Donald Trump

Truth-teller this time. Donald Trump told supporters at a New Hampshire rally that he never read Adolf Hitler’s “Mein Kampf” manifesto.

The former president deserves his reputation of being a stone-cold liar. The Washington Post reported that he made 30,773 lies or false claims during his four years in the White House. Yet when it comes to Mein Kampf, I believe Trump is telling the truth.

Published in 1925, Mein Kampf has 720 dense pages that spell out Hitler’s anti-semitism and racist world view.

There is no way that Trump, who struggled to get through the President’s Daily Brief in the White House, could have handled Mein Kampf. It's way above his reading and attention levels.

His White House intelligence briefers had to chop the PDB to three topics of one-page each, which was a quarter of the material presented to President Obama.

Trump would only pay attention to the visuals (graphs, charts, telegram images) which were added to the PDB as part of a plan to grab his attention.

Mein Kampf, in sharp contrast to the PDBs, is light on visuals, though there is one of a menacing scowling Hitler. The image looks a little like Trump's infamous mugshot.

Trump ultimately broke with tradition and dispensed of the daily written brief, opting for oral updates about the world’s hotspots every two or three days. And this is the guy who plowed through Mein Kampf? No way.

So how did Trump pick up the line about immigrants “poisoning the blood or our country.”

He may have picked it up in a SparkNotes-like explanation of Mein Kampf, or from the book of Hitler’s speeches that the late Ivana Trump said that her husband kept on a bedside cabinet.

America’s Orange Mussolini may not have read Hitler’s autobiography but he certainly is sounding these days like a fanboy of The Fuehrer.

Trust in Zelensky heads south… Ukrainian trust in president Volodymyr Zelensky has dropped like a rock, according to a report in the Kyiv Independent.

A little more than six-in-ten (62 percent) Ukrainians trust their president, a drop from 84 percent in December 2022.
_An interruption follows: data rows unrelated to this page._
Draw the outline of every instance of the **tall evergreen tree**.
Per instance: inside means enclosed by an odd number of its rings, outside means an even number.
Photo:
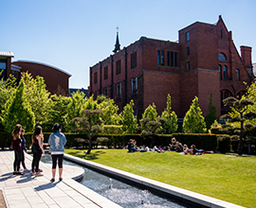
[[[232,109],[232,112],[235,113],[231,116],[230,114],[224,114],[221,116],[222,119],[228,119],[229,123],[239,122],[240,129],[234,130],[233,136],[231,138],[237,138],[238,143],[238,154],[242,155],[243,153],[243,141],[244,141],[244,129],[245,129],[245,121],[252,120],[256,118],[256,113],[254,112],[247,112],[249,106],[253,106],[254,102],[250,99],[241,99],[238,100],[234,97],[228,97],[223,100],[225,106],[229,106]],[[247,125],[247,129],[254,128],[252,125]]]
[[[137,116],[134,115],[133,110],[134,105],[134,100],[131,100],[130,103],[124,106],[121,113],[122,130],[130,134],[137,133]]]
[[[95,110],[86,109],[81,112],[81,113],[83,114],[82,117],[76,117],[72,119],[72,121],[75,123],[75,127],[72,128],[72,130],[82,131],[82,132],[84,132],[85,130],[87,132],[89,147],[86,154],[91,153],[92,137],[96,135],[99,131],[102,130],[102,128],[101,127],[100,124],[102,123],[103,121],[101,119],[94,120],[93,117],[96,117],[96,115],[99,115],[102,113],[103,111],[101,109],[95,109]]]
[[[14,94],[5,105],[3,125],[8,132],[11,132],[16,124],[21,124],[27,131],[31,131],[35,126],[35,115],[27,100],[23,79]]]
[[[75,117],[82,117],[82,110],[85,109],[85,102],[87,97],[82,92],[77,91],[72,94],[71,101],[66,108],[66,115],[64,117],[65,129],[66,130],[71,130],[71,128],[74,127],[74,122],[72,119]]]
[[[26,97],[35,115],[35,124],[45,127],[50,110],[50,93],[46,90],[45,79],[39,76],[33,78],[27,72],[22,73],[21,79],[24,80]]]
[[[16,88],[16,78],[12,75],[9,75],[7,80],[4,80],[4,78],[0,79],[0,131],[5,129],[1,119],[3,117],[2,112],[5,110],[6,103],[9,105],[9,98],[14,96]]]
[[[101,114],[101,118],[104,121],[104,125],[119,125],[120,116],[119,115],[119,106],[115,104],[114,99],[107,98],[105,95],[97,96],[99,108],[104,113]]]
[[[210,129],[211,124],[213,124],[215,120],[218,120],[217,109],[216,109],[216,106],[214,106],[214,104],[212,102],[212,98],[213,98],[213,95],[211,93],[210,95],[210,98],[209,98],[209,100],[210,100],[209,105],[208,105],[209,113],[205,117],[205,121],[206,121],[206,125],[207,125],[208,130]]]
[[[177,130],[177,115],[176,113],[172,111],[172,102],[171,102],[171,95],[168,94],[167,102],[166,102],[166,109],[162,113],[161,117],[166,118],[166,123],[163,124],[163,129],[165,130],[166,133],[171,134]]]
[[[186,133],[205,133],[207,131],[206,122],[202,115],[197,96],[192,100],[190,110],[186,113],[183,130]]]

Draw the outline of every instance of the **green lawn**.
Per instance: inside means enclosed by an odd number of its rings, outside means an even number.
[[[256,157],[224,154],[180,155],[125,149],[65,149],[65,153],[220,199],[245,207],[256,205]]]

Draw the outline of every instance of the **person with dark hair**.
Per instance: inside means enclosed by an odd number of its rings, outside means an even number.
[[[32,152],[33,152],[33,161],[32,161],[32,173],[33,176],[43,176],[39,169],[39,163],[42,154],[45,154],[43,148],[43,132],[42,128],[37,126],[33,131],[32,135]]]
[[[50,134],[48,139],[48,145],[50,146],[49,151],[52,158],[52,179],[51,182],[55,182],[57,159],[59,165],[59,181],[63,181],[63,160],[64,153],[64,145],[66,138],[64,133],[61,132],[62,126],[60,124],[54,124],[52,128],[53,133]]]
[[[24,168],[24,172],[29,172],[30,170],[28,170],[27,167],[26,167],[26,165],[25,165],[25,155],[24,155],[24,150],[26,151],[26,153],[27,153],[27,147],[26,147],[26,139],[24,137],[24,134],[25,134],[25,130],[21,130],[21,163],[22,163],[22,165],[23,165],[23,168]]]
[[[20,172],[21,165],[21,130],[22,126],[17,124],[12,130],[11,147],[14,150],[13,175],[24,175]]]

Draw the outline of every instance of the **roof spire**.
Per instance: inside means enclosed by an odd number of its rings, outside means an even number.
[[[117,40],[115,44],[115,49],[113,50],[114,53],[117,53],[120,50],[120,44],[119,44],[119,26],[117,26]]]

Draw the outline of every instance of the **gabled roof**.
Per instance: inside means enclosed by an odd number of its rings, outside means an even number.
[[[14,54],[11,51],[0,51],[1,57],[14,57]]]

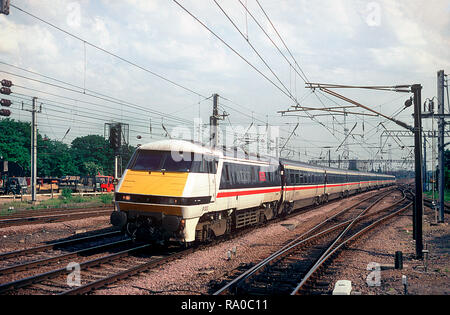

The percentage of respondents who do not trust Zelensky increased from 5 percent to 18 percent, says the poll from the Kyiv International Institute of Sociology.

Ukrainian trust in their civilian government also plunged, declining to 26 percent from 52 percent.

Zelensky’s poll numbers aren’t expected to recover much following his unsuccessful hat in hand tour of Washington in which Republicans failed to back the release of $61B in funding for Ukraine’s military.

The Pentagon says it will run out of money to replenish arms and equipment to Ukraine on Dec. 30.

Zelensky now has to worry about fighting the Russian invaders, as well as battling to improve his standing among his own people.